No significant circularity: empirical results measured against external Gurobi solver on random instances

full rationale

The paper's chain consists of a heuristic balanced clustering step, formulation of intra-cluster OTSPs and inter-cluster reduced VRP, mapping to Ising Hamiltonians, application of standard QAOA at fixed depth p=3, and a polynomial-time local 1/2-bit-flip post-processing protocol. Reported success rates and approximation ratios (1.2-1.5) are obtained by direct numerical comparison to Gurobi optima on 100 randomly generated 13-node instances; no parameters are fitted inside the paper and then relabeled as predictions, no equations reduce the output metrics to self-defined quantities, and no load-bearing uniqueness theorems or ansatzes are imported via self-citation. The clustering and mapping choices are explicit design decisions whose optimality gap is not claimed to be zero, but the performance numbers themselves are externally validated rather than internally constructed.

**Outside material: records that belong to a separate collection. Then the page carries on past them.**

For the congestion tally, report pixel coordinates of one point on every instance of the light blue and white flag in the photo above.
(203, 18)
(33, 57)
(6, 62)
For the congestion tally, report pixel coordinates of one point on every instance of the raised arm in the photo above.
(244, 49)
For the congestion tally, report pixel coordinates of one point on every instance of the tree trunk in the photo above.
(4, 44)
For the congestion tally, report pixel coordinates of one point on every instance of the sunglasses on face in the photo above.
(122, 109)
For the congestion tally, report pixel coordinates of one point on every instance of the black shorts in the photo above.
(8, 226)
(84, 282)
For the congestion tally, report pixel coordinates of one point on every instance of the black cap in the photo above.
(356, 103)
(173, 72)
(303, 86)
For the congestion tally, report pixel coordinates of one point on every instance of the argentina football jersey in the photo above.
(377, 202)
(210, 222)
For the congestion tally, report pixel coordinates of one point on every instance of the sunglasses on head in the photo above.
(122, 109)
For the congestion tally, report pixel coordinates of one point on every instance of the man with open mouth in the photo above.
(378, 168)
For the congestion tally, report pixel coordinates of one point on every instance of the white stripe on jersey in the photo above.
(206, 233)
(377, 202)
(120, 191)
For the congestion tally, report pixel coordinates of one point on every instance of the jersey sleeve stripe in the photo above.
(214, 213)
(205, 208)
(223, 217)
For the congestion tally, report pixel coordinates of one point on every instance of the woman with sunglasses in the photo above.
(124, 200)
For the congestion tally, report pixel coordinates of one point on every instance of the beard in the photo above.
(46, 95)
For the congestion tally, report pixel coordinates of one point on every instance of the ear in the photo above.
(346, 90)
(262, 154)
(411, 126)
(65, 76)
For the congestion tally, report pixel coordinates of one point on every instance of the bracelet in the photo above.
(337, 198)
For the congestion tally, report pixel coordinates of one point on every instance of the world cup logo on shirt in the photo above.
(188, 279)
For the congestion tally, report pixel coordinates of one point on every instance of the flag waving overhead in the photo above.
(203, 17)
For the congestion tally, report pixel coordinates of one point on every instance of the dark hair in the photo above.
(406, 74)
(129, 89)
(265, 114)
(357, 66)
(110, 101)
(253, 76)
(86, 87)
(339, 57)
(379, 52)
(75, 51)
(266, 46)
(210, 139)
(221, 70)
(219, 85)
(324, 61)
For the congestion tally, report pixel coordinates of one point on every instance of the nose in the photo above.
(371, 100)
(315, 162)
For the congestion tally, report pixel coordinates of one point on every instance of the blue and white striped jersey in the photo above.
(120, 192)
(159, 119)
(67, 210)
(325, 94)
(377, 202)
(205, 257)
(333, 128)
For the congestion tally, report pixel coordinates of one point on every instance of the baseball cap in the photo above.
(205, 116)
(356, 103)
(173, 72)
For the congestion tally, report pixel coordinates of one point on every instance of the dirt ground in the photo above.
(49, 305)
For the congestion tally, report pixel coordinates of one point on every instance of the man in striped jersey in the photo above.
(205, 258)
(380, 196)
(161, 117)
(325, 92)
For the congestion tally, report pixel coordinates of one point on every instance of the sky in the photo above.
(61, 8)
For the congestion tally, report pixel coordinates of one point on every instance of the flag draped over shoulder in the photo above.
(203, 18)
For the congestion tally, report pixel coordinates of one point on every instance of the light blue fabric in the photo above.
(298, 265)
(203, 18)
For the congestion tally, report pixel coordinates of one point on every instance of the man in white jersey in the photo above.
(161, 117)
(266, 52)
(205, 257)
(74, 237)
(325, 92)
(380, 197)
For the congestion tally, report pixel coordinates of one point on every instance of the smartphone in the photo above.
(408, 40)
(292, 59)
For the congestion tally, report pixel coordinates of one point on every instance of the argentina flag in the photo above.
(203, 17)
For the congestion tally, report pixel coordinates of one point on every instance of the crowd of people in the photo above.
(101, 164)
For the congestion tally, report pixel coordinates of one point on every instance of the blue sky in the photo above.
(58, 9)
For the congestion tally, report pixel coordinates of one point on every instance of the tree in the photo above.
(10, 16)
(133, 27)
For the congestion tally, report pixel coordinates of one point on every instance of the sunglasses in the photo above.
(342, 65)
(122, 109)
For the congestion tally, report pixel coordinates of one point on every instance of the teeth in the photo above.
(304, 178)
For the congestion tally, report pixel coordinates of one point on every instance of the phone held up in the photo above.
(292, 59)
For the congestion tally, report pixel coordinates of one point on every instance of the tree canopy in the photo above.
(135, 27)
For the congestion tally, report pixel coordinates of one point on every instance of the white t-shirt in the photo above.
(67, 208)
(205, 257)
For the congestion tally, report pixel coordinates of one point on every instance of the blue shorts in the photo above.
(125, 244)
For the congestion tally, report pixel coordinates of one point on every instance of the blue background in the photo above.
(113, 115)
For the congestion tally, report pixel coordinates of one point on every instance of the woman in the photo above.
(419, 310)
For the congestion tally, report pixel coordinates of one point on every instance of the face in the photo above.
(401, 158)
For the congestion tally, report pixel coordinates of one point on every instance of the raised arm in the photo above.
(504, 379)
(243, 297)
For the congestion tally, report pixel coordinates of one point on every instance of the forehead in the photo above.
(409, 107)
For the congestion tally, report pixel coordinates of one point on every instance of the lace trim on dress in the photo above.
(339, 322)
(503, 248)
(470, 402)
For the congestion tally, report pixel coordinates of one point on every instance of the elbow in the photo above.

Axiom & Free-Parameter Ledger

0 free parameters · 1 axioms · 0 invented entities

The method rests on the domain assumption that balanced clustering yields subproblems whose solutions can be merged into near-global optima; no free parameters or invented entities are introduced beyond standard QAOA Ising mapping.

axioms (1)
  • domain assumption Balanced clustering of customer nodes produces subproblems whose independent solutions can be merged into a near-optimal global VRP route.
    Invoked when the authors decompose the original VRP into intra-cluster OTSPs and inter-cluster reduced VRP.